The Guest in the Wood by Elisa Biagini, translated from the Italian by Diana Thow, Sarah Stickney and Eugene Ostashevsky (Chelsea Editions) has won the 2014 TBTA in poetry. The jury wrote: "From the first, these surreal, understated poems create an uncanny physical space that is equally domestic, disturbing, and luminous, their airy structure leaving room for the reader-guest to receive their hospitality and offer something in return (the Italian ospite meaning both 'guest' and 'host'). The poet's and translators' forceful language presses us to 'attend and rediscover' the quotidian and overdetermined realities of, as Angelina Oberdan explains in her introduction, 'the self, the other, the body, and the private rituals of our lives.' "

The two poetry runners up are: Four Elemental Bodies by Claude Royet-Journoud, translated from the French by Keith Waldrop (Burning Deck) and The Oasis of Now by Sohrab Sepehri, translated from the Persian by Kazim Ali and Mohammad Jafar Mahallati (BOA Editions).

All supporters of international literature are invited to a BTBA celebration 6-9 p.m., on Friday, May 2, at the Brooklyneer, 220 West Houston St. in New York City.


Book Review

Review: American Innovations: Stories

American Innovations: Stories by Rivka Galchen (Farrar, Straus & Giroux, $24 hardcover, 9780374280475, May 6, 2014)

American Innovations, novelist Rivka Galchen's first collection of short stories, defies categorization. These 10 stories vary in tone from coolly surreal to nakedly emotional and play off the work of impressive literary antecedents like Jorge Luis Borges, Nikolai Gogol and James Thurber. And while not every story will appeal to every reader's taste--owing simply to the collection's sheer variety--Galchen (Atmospheric Disturbances) has a knack for delivering consistently interesting work.

The title piece reimagines Gogol's short story "The Nose," in which the protagonist loses his olfactory appendage. Here, the narrator is a graduate student who discovers one day that she has become "sideways pregnant," with a third breast growing out of her lower back. Galchen's protagonist treats her "supernumeraryness" with the sharp wit that's shared by many of her characters. Trish, the narrator of "The Entire Northern Side Was Covered by Fire," is a writer who observes that "the nicest reader letters I've received--also the only reader letters I've received--have come from prisoners." "Once an Empire" is another fantastic tale in which "a pretty normal woman, maybe even an extremely normal one," watches her furniture and other belongings--"a parade of my things"--spontaneously make their way out of her apartment one night.
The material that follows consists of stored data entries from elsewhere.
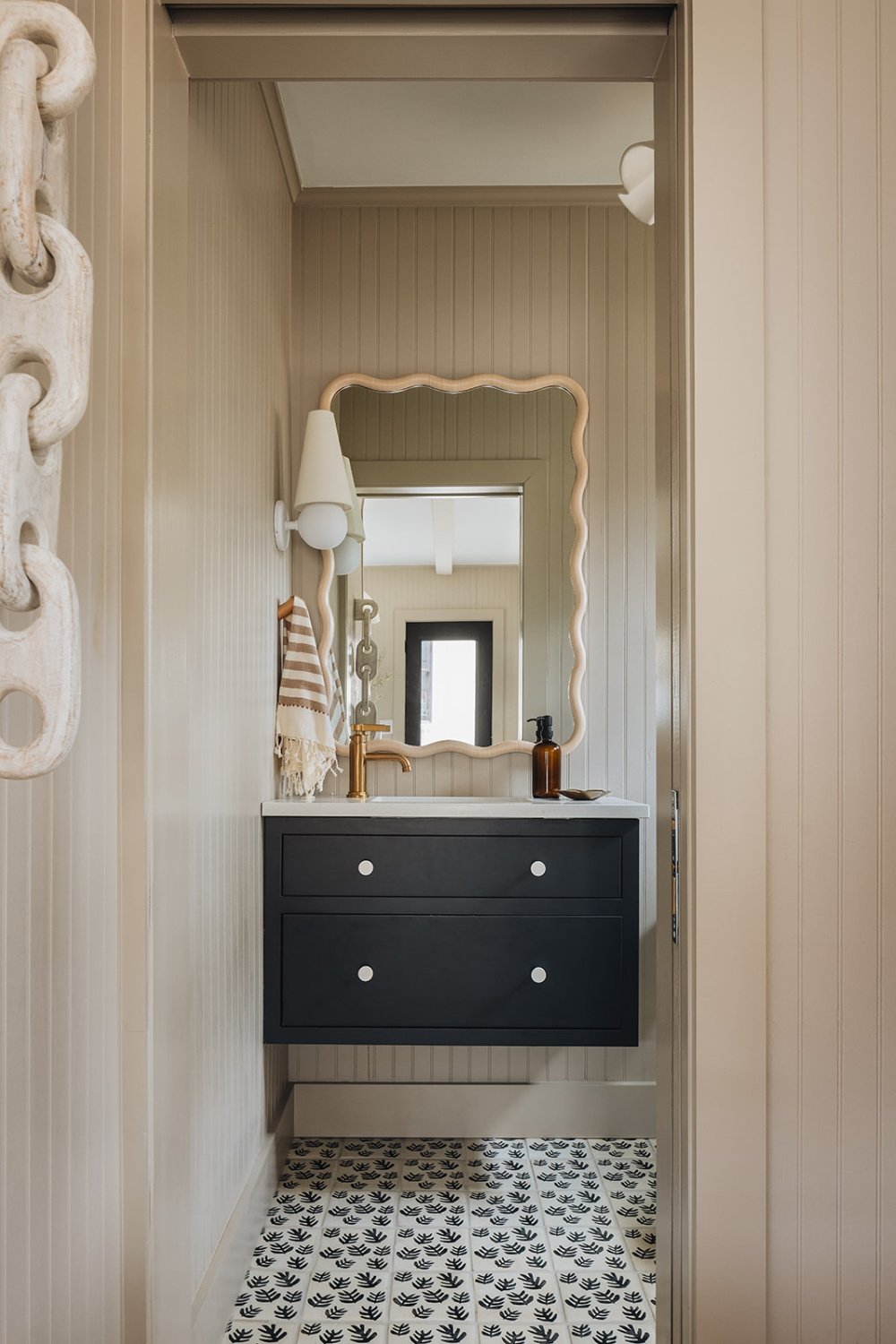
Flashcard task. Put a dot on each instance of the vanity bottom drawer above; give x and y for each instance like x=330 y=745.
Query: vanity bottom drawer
x=440 y=978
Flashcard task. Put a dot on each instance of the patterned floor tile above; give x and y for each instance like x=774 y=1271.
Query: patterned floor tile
x=455 y=1242
x=261 y=1332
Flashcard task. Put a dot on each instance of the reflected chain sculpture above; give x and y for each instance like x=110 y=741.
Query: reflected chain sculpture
x=46 y=304
x=366 y=660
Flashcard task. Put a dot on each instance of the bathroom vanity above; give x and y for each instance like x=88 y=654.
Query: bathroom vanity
x=447 y=921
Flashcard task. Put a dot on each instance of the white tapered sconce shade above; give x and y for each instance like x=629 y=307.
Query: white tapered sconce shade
x=349 y=553
x=323 y=499
x=637 y=172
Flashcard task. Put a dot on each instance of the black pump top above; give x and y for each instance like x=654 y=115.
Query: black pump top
x=543 y=728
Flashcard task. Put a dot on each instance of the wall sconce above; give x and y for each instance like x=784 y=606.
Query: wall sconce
x=637 y=172
x=323 y=497
x=349 y=553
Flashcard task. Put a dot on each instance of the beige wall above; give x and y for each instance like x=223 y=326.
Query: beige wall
x=59 y=1018
x=238 y=335
x=790 y=871
x=517 y=290
x=831 y=382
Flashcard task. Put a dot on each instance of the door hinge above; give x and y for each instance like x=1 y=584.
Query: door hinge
x=675 y=866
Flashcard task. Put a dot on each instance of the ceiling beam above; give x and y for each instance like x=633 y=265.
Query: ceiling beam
x=290 y=42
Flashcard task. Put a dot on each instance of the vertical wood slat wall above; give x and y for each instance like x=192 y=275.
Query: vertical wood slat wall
x=238 y=265
x=59 y=1021
x=831 y=304
x=517 y=290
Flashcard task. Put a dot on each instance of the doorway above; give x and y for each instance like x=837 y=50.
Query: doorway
x=664 y=750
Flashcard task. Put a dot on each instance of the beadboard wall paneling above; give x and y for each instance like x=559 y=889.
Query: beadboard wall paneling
x=238 y=265
x=831 y=306
x=59 y=1021
x=514 y=290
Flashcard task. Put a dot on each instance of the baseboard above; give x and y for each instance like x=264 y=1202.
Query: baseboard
x=222 y=1281
x=501 y=1110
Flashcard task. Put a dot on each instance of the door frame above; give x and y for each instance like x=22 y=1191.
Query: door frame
x=711 y=631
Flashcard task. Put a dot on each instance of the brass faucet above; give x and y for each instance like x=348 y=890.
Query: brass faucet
x=358 y=757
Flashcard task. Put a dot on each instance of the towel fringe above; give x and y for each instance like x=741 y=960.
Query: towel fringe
x=306 y=765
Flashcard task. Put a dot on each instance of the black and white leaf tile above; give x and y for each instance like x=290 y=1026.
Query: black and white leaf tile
x=440 y=1241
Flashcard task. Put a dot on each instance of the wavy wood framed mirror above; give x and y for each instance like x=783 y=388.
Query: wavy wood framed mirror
x=479 y=457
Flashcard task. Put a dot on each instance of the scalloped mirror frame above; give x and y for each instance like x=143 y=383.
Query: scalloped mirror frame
x=576 y=574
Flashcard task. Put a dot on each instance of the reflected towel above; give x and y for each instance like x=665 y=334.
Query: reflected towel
x=336 y=703
x=304 y=728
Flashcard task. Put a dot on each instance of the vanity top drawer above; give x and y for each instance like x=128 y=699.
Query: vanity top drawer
x=450 y=865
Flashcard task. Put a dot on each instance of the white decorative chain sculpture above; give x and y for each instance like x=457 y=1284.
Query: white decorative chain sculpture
x=46 y=300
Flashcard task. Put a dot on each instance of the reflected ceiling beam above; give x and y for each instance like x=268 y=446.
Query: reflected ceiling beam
x=292 y=42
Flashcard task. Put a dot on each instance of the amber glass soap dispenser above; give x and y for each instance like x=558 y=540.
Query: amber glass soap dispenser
x=546 y=760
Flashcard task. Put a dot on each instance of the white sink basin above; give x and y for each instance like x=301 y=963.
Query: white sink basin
x=400 y=806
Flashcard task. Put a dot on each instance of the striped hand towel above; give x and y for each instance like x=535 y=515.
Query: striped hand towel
x=304 y=728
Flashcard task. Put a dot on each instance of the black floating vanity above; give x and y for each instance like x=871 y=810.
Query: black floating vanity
x=452 y=929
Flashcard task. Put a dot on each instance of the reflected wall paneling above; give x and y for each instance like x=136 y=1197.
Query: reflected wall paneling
x=519 y=290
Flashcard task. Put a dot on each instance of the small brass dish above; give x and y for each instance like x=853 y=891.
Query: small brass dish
x=584 y=795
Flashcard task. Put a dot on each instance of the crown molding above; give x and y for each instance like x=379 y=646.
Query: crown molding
x=458 y=196
x=277 y=117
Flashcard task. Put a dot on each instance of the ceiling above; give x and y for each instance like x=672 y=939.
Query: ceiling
x=463 y=134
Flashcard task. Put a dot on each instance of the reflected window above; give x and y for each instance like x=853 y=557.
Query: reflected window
x=447 y=682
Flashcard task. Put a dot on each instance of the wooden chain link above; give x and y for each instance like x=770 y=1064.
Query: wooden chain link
x=366 y=660
x=46 y=304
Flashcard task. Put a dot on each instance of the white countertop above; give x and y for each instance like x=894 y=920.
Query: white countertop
x=469 y=808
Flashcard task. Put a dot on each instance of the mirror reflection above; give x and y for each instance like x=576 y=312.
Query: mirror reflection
x=445 y=573
x=468 y=543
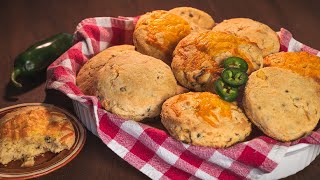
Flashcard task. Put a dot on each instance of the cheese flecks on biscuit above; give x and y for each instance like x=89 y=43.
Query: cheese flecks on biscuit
x=259 y=33
x=203 y=119
x=30 y=131
x=86 y=78
x=283 y=104
x=135 y=86
x=197 y=58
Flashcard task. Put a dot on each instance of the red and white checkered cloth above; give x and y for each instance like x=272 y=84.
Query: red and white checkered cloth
x=153 y=151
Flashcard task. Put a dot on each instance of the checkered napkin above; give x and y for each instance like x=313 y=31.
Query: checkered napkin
x=150 y=150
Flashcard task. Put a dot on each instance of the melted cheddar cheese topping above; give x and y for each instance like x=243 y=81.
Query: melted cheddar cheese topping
x=207 y=103
x=211 y=44
x=165 y=30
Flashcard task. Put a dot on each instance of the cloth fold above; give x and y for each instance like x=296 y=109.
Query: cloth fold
x=150 y=150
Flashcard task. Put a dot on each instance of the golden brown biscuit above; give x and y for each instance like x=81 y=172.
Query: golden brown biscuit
x=135 y=86
x=197 y=57
x=157 y=33
x=197 y=19
x=283 y=104
x=30 y=131
x=86 y=78
x=257 y=32
x=203 y=119
x=303 y=63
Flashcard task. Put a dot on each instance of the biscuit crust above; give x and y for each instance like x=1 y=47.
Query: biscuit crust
x=86 y=78
x=259 y=33
x=283 y=104
x=30 y=131
x=197 y=58
x=203 y=119
x=157 y=33
x=198 y=20
x=135 y=86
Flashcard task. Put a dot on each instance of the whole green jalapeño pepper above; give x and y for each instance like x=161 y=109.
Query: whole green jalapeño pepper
x=225 y=91
x=39 y=56
x=234 y=77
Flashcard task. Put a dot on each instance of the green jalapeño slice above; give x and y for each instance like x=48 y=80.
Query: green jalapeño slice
x=236 y=62
x=225 y=91
x=234 y=77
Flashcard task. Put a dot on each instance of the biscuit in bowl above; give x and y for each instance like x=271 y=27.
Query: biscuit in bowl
x=197 y=58
x=257 y=32
x=157 y=33
x=281 y=103
x=135 y=86
x=86 y=77
x=203 y=119
x=33 y=130
x=198 y=20
x=302 y=63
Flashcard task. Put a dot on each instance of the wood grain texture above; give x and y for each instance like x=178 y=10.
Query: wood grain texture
x=27 y=21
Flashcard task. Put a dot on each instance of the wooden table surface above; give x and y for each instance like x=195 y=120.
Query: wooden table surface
x=27 y=21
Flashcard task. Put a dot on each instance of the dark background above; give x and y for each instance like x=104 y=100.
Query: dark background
x=27 y=21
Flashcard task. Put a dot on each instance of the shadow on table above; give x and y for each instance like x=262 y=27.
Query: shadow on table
x=28 y=84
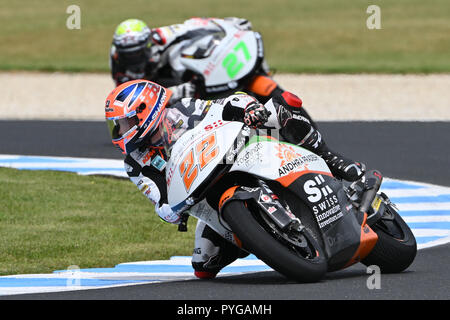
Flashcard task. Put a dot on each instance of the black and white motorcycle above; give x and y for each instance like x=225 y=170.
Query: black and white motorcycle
x=281 y=203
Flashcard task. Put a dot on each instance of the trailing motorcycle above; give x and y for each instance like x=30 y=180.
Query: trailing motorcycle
x=281 y=203
x=222 y=62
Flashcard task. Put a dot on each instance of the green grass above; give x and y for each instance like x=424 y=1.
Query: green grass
x=51 y=220
x=324 y=36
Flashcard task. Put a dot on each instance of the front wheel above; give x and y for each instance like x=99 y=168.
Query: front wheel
x=296 y=256
x=396 y=246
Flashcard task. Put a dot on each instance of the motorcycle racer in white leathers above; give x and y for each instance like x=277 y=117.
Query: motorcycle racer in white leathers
x=140 y=116
x=138 y=52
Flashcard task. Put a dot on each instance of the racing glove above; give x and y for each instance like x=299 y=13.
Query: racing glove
x=256 y=115
x=165 y=212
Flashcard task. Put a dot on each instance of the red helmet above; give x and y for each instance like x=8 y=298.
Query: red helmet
x=133 y=112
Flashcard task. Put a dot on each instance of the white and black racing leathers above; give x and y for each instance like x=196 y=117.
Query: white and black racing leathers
x=146 y=166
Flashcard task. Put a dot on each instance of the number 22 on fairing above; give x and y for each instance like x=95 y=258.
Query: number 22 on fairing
x=205 y=151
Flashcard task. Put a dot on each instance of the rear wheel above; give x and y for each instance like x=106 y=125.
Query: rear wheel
x=396 y=247
x=296 y=255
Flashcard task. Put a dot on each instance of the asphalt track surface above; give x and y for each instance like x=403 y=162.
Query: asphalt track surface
x=416 y=151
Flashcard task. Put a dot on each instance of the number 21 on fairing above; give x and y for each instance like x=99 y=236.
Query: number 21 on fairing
x=204 y=151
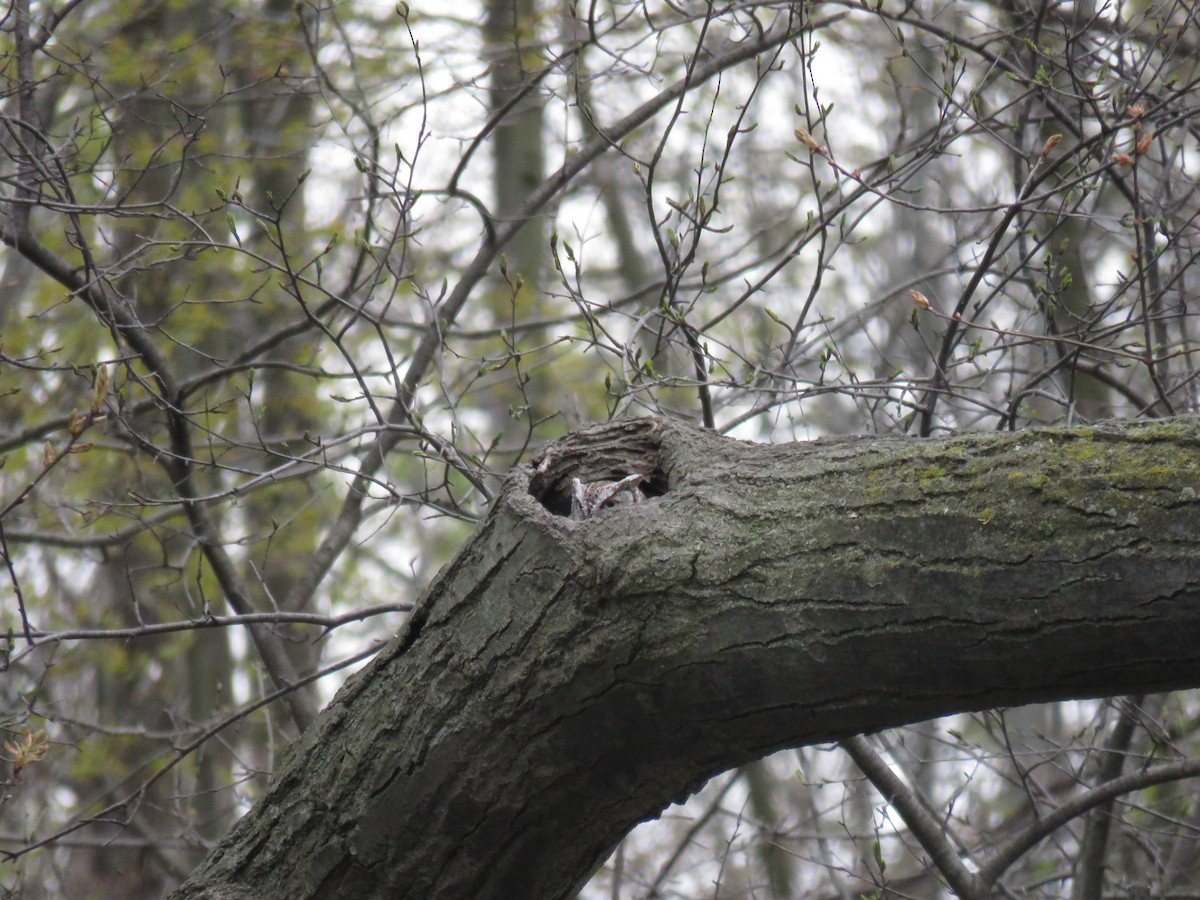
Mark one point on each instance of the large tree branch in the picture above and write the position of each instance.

For those more inclined toward realistic fiction, a highlight may be "Wild Berry Blue." In it, the narrator, the nine-year-old daughter of "secular Israelis living in the wilds of Oklahoma," develops a secret crush on a recovering heroin addict who works at the McDonald's where she and her father spend their Saturday mornings. Galchen best reconciles the tension between her fabulist and realist strains in "Real Estate." That narrator takes up residence in a nearly empty five-story town house owned by her aunt. One day, she encounters her father--who has been dead for more than a decade--and wonders whether she has "slipped through a wormhole of time." Even after he disappears, she resolves to remain in the building because she has the "sense that ghosts like to return to the same place."

Though occasionally perplexing, stories like "The Region of Unlikeness" and "Dean of the Arts," evoking Borges and Roberto Bolaño in turn, are grounded in a keen grasp of detail and crisp, lively prose. The bracing originality of Galchen's work merits favorable comparison to adventurous contemporaries like Aimee Bender, Karen Russell and Kevin Brockmeier and assures she'll continue to be a writer who deserves our attention. --Harvey Freedenberg

Shelf Talker: Novelist Rivka Galchen's first  story collection ranges from the fantastic to the grounded stuff of daily life.